The (very) basic usage of the converter tools looks like the following
- Instantiate the necessary tools (and configure them as desired)
- Attach the tools to a wrapped marlin processor via the `Lcio2EDM4hepTool`
  and/or `EDM4hep2LcioTool` options

```python
from Configurables import EDM4hep2LcioTool, Lcio2EDM4hepTool

edm4hep2LcioConv = EDM4hep2LcioTool("EDM4hep2Lcio")
lcio2edm4hepConv = Lcio2EDM4hepTool("Lcio2EDM4hep")

wrappedProcAlg = MarlinProcessorWrapper("ProcessorToWrap")
wrappedProcAlg.Lcio2EDM4hepTool = lcio2edm4hepConv
wrappedProcAlg.EDM4hep2LcioTool = edm4hep2LcioConv
```

An arbitrary number of converter tools can be instantiated and attached to Gaudi
algorithms (taking into account that each algorithm can at most have one
converter for each direction attached). If you have multiple tools make sure to
give them meaningful names in order to avoid any confusion.

### Configuration options

By default each converter tool will try to convert the complete event content
that is currently available in the transient event store for the corresponding
source format. **It will skip the conversion of a collection if the same
collection already exists in the other format. This check is done by collection
name.** However, it is possible to control the conversion process with a
slightly higher granularity with two options that can be configured
- `collNameMapping` - this is a dictionary of collection names, where a *source*
  collection name is mapped to a *target* collection name during the conversion.
  This makes it possible to rename collections on the fly. In combination with
  the `convertAll` option this also allows to select the collections that should
  be converted. In that case if you want to keep the original collection name
  you can simply repeat it.
- `convertAll` - set this to `False` if you do not want to convert all
  collections, but rather would like to select a subset to convert.

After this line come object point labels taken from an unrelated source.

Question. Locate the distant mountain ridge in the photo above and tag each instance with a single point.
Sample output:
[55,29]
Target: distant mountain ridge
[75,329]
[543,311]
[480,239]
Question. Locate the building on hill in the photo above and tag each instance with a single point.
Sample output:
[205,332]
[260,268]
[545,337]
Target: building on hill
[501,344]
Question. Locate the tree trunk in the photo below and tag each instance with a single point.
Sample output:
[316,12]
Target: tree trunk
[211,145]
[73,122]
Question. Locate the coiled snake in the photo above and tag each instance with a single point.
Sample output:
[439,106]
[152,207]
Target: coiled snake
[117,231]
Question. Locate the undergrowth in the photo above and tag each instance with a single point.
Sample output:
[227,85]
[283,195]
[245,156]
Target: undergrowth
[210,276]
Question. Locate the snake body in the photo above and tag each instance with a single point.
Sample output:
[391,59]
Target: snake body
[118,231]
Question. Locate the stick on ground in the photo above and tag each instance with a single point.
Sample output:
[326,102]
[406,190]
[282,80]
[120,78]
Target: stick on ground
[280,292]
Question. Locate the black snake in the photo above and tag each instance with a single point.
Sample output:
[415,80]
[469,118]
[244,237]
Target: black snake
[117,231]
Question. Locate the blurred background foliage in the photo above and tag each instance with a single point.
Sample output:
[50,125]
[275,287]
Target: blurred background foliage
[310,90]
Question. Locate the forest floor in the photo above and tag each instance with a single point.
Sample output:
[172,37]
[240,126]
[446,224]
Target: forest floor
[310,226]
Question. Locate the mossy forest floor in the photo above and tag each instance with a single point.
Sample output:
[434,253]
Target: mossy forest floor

As an example, if you only want to convert the `MCParticles` collection, you
would configure the tool like this
```python
edm4hep2LcioConv = EDM4hep2LcioTool("EDM4hep2Lcio")
edm4hep2LcioConv.convertAll = False
edm4hep2LcioConv.collNameMapping = {"MCParticles": "MCParticles"}
```

On the other hand if you want to convert all collections, but rename the
`MCParticle` (LCIO) input collection to the `MCParticles` (EDM4hep) output
collection in the process, you would configure the tool like so

```python
lcio2edm4hepConv = Lcio2EDM4hepTool("Lcio2EDM4hep")
lcio2edm4hepConv.collNameMapping = {"MCParticle": "MCParticles"}
```

```{note}
The `"EventHeader"` collection will be added to the collections to convert
unconditionally. Hence, if it's missing the conversion will fail. Make sure to
read it in, or create it on the fly.
```

## Potential pitfalls when using other Gaudi Algorithms

Although mixing wrapped Marlin Processors with other Gaudi Algorithms is working
for most cases, there are a few conceptual differences that have not yet been
completely mapped. This might lead to unexpected or different results when
running in Gaudi vs. running the same processors via Marlin (as far as
possible). This list aims to collect them and where possible also tries to point
out ways to work around them.

- In Marlin processors can use a `marlin::SkipEventException` to skip the
  processing of the rest of the event.
- In Marlin a `marlin::StopProcessingException` will immediately stop the
  processing of the event loop. However, in Gaudi the current event will still
  finish processing.

For the `MarlinProcessorWrapper` algorithm we have put in checks and effectively
skip the execution of the actual wrapped processor in these cases. However,
other Gaudi algorithms will not have this check. Hence, execution chains that
**only consist of wrapped Marlin processors will work as expected** here.
However, **mixed chains will most likely not work as expected** (e.g. algorithms
will not find expected inputs, etc.).